O Centro de Pesquisas Folclóricas “Mário de Andrade” recebeu esse nome em homenagem ao falecido folclorista brasileiro, Mário de Andrade, que havia sido professor do Conservatório por vários anos. Quando Evanira começou a trabalhar nessa função, uma onda de lembranças dos verões na fazenda com os viajantes ajudou a moldar a forma como ela abordava seu trabalho no folclore. Como parte dessa experiência, Evanira conheceu o mímico francês de renome internacional Marcel Marceau, com quem mais tarde desenvolveu uma amizade duradoura que se estendeu por várias décadas.

Capa do livro sobre a folclorista brasileira.

Em 1951, Evanira apresentou sua pesquisa sobre Dorme-Nenês (canções de ninar) no 1º Congresso Brasileiro de Folclore, no Rio de Janeiro, evento que contou com a presença do presidente Getúlio Vargas. Nessa e em outras reuniões, ela desenvolveu amizades duradouras com colegas e figuras seminais da época, incluindo Renato Almeida, Oswald de Andrade Filho, Théo Brandão, Luís da Câmara Cascudo, Edison Carneiro, Camargo Guarnieri e Cecília Miereles, entre outros.

Evanira também participou de expedições de pesquisa, incluindo uma visita a Atibaia, no estado de São Paulo, onde passaram alguns dias documentando várias manifestações musicais. Por exemplo, a equipe de pesquisa era convidada a participar de um jantar, então começava o batuque, seguido da dança, e logo os pesquisadores se juntavam à dança e, durante os intervalos, eles acompanhavam os participantes, pedindo significado e esclarecimento de detalhes associados à sua experiência com a música e a dança. Ela lembra que “eles não sabiam muito bem por que estávamos interessados, mas tinham certeza de que havia um lugar em São Paulo para onde tudo isso iria – arquivado, onde eles seriam lembrados”.

Quarto centenário de São Paulo

Em 1954, a cidade de São Paulo comemorou seu 400º aniversário, resultando em uma ampla comemoração do IV Centenário da cidade de São Paulo, combinada com o Congresso Internacional de Folclore em agosto daquele ano. Evanira ajudou a organizar um pavilhão do folclore e uma grande procissão folclórica, apresentando música e dança em todo o país. Como resultado, o arquivo de folclore do Conservatório tornou-se um dos primeiros museus de folclore do país. O Museu de Folclore Rossini Tavares de Lima esteve localizado no Parque do Ibirapuera, em São Paulo, até 1999, quando o museu foi retirado do prédio da Oca, projetado por Oscar Niemeyer, para dar lugar à ampla Mostra do Redescobrimento do Brasil, em 2000, que comemorou os 500 anos da chegada dos portugueses ao litoral do país.
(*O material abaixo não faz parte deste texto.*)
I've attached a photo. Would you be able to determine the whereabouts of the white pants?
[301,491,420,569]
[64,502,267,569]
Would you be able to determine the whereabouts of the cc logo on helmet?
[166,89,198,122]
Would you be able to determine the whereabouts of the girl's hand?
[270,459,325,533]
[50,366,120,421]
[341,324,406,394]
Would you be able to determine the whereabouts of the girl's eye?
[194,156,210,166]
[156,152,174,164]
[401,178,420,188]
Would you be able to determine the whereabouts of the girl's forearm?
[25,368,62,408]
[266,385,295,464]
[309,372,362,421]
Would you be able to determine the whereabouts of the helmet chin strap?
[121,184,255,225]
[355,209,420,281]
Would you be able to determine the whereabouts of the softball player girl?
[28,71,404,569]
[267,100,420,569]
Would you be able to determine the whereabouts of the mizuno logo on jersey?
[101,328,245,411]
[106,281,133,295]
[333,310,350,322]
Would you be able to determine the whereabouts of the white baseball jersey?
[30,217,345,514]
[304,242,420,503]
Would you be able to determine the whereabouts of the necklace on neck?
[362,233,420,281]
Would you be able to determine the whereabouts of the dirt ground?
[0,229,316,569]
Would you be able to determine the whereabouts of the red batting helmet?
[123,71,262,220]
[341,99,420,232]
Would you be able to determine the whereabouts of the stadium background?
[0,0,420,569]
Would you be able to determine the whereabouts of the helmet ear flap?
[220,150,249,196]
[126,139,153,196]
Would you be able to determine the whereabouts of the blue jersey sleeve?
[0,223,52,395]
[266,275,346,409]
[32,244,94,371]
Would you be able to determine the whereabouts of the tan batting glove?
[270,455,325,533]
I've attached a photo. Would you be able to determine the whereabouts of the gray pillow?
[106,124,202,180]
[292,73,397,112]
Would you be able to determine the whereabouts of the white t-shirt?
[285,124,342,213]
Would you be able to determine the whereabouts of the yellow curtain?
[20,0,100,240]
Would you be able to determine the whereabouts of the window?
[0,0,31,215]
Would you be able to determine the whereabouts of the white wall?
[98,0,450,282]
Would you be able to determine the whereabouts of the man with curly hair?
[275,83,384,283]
Em meados da década de 1950, Evanira escreveu vários artigos semanais no jornal Correio Paulistano sobre as obras de compositores como Bach, Mozart, Satie e outros, ópera, modernismo, filosofia e outros. Em 1958, recebeu a Medalha Sílvio Romero pelos serviços prestados ao folclore, ao lado do compositor Heitor Villa-Lobos, dos folcloristas mencionados anteriormente e outros.

Em 1959, Evanira recebeu uma bolsa de estudos do Ministério da Educação e Cultura para estudar na Europa, onde estudou na Sorbonne com o professor Marcel Beaufils e fez aulas de mímica com Marcel Marceau. Ela também se encontrou com Luiz Heitor Correia de Azevêdo e depois viajou para a Itália, onde conheceu Jerome Birdman, um soldado americano estacionado na Itália, o que efetivamente encerrou seu trabalho com o folclore brasileiro.

As realizações de Evanira Mendes e de várias outras mulheres que trabalharam com as comissões de folclore em todo o Brasil merecem reconhecimento por suas contribuições ao movimento. Sua história, juntamente com traduções em inglês de seus escritos, aparecem em Evanira Mendes: A voice from the Brazilian Folklore Movement(University Press of Mississippi 2025). Espera-se que essa seja a primeira de várias vozes a serem recuperadas daquela época.